Despite these issues, we can't help but fly. Dr Roy L. DeHart, an expert in aerospace medicine, in 2003 wrote: "although there are numerous health issues associated with air travel they pale in comparison to the enormous benefits to the traveler, to commerce, to international affairs, and to the public's health."
So given there are some things we can't change about air travel, what are the things we can do something about to protect our health and ensure our comfort while flying?
This article offers you some tips garnered from different sources, including official advice from medical and travel experts, as well as from frequent travellers' personal experiences, on how to minimize the effects of jet lag.

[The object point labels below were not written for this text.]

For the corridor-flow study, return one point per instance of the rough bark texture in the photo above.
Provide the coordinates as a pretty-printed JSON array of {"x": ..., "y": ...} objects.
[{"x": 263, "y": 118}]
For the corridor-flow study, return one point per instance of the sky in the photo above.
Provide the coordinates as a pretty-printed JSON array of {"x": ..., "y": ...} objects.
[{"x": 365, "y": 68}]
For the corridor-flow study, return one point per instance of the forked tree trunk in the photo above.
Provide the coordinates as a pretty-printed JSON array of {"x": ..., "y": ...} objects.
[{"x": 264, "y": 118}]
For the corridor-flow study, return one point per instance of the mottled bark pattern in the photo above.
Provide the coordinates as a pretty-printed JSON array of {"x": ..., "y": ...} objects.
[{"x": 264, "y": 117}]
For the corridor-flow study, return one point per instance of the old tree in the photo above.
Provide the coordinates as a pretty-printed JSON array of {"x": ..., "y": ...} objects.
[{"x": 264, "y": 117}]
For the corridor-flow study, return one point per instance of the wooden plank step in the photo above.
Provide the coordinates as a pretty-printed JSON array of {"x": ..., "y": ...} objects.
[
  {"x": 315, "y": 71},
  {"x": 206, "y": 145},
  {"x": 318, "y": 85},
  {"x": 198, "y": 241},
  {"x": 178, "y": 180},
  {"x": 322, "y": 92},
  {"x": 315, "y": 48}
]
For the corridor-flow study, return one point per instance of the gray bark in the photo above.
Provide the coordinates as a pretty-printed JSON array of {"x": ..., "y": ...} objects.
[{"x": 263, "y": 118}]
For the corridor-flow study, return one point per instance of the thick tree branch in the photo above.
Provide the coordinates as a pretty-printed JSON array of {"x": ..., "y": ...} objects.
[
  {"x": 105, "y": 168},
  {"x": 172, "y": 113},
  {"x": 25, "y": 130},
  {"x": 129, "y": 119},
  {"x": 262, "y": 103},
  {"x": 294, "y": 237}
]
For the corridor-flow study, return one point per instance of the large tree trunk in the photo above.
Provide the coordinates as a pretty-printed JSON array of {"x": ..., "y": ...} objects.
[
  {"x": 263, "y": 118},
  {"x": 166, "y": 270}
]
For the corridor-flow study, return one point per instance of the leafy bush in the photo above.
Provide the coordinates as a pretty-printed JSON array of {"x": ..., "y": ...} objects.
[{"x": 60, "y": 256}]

Jet lag is the result of travelling across several times zones, causing symptoms like fatigue and sleep disruption. Our biological clock is attuned to the day-to-night cycle of the start of our journey, so when we travel to a different time zone quickly, as it is when flying, our body is still functioning as if we were in the time zone we have left behind. It can take anything between 2 days and 2 weeks for it to adjust completely to the new time zone, depending on how far you have travelled.
Here are some tips to minimize the effects of jet lag:
Set your watch to the time zone of your destination before you depart.
If you are flying WEST (eg Paris to Vancouver, Bangkok to London): stay awake as long as you can when you get there. It is easier to endure a longer day that it is to shorten your body's natural rhythm. Also, if you can, try going to bed and getting up later for a few days before you travel, so that your body would start getting used to the idea.
If you are flying EAST (eg Mexico City to Frankfurt, Johannesburg to Sydney): try to sleep on the plane while it is night time at your destination. When you arrive, try not to sleep during the day, or it will take longer for your body clock to change to the new time zone. You can also prepare for the adjustment by getting up and going to bed earlier for a few days before you travel.
When you arrive at your destination, do your best to get into the local routine as soon as possible.
At your destination, try to stay outside during daylight as much as you can (don't forget to where your sunscreen), because natural light helps your body clock to adjust.
If you have travelled west, go outdoors in the morning and stay indoors in the afternoon for the first few days: if you have travelled east, avoid morning light and try to get more outdoor light in the afternoon.
If you are going on a short trip, for instance if you are a member of aircrew or a business person going to a meeting, then it doesn't make sense to try and adapt to the local time zone, you are probably best advised to keep to your home time zone.
If your business meeting is very important, getting there a half or full day early will give you more time to adapt and be fully alert. Alternatively, try to schedule it to coincide with daytime in your home time zone.
Some research has found that taking Melatonin at bedtime in the new time zone is effective for about 50% of people, but clinical studies have not yet been done to prove it is safe and effective and at what dose.
According to the Civil Aviation Authority (CAA) the UK's specialist aviation regulator, aircrew are not allowed to use it. Melatonin is a hormone that is stimulated by darkness and suppressed when it is light.
Some people use sleeping tablets, but healthcare provider BUPA warns you should first talk to your doctor before using them on flights and for jet lag. He or she may advise you take them just for a couple of days while your body clock adjusts.
But you shouldn't take them in flight because this will encourage you to sit still for too long which increases the risk of DVT (Deep Vein Thrombosis) Also, you should not drink alcohol when taking sleeping tablets, as this can make you even sleepier and therefore less mobile.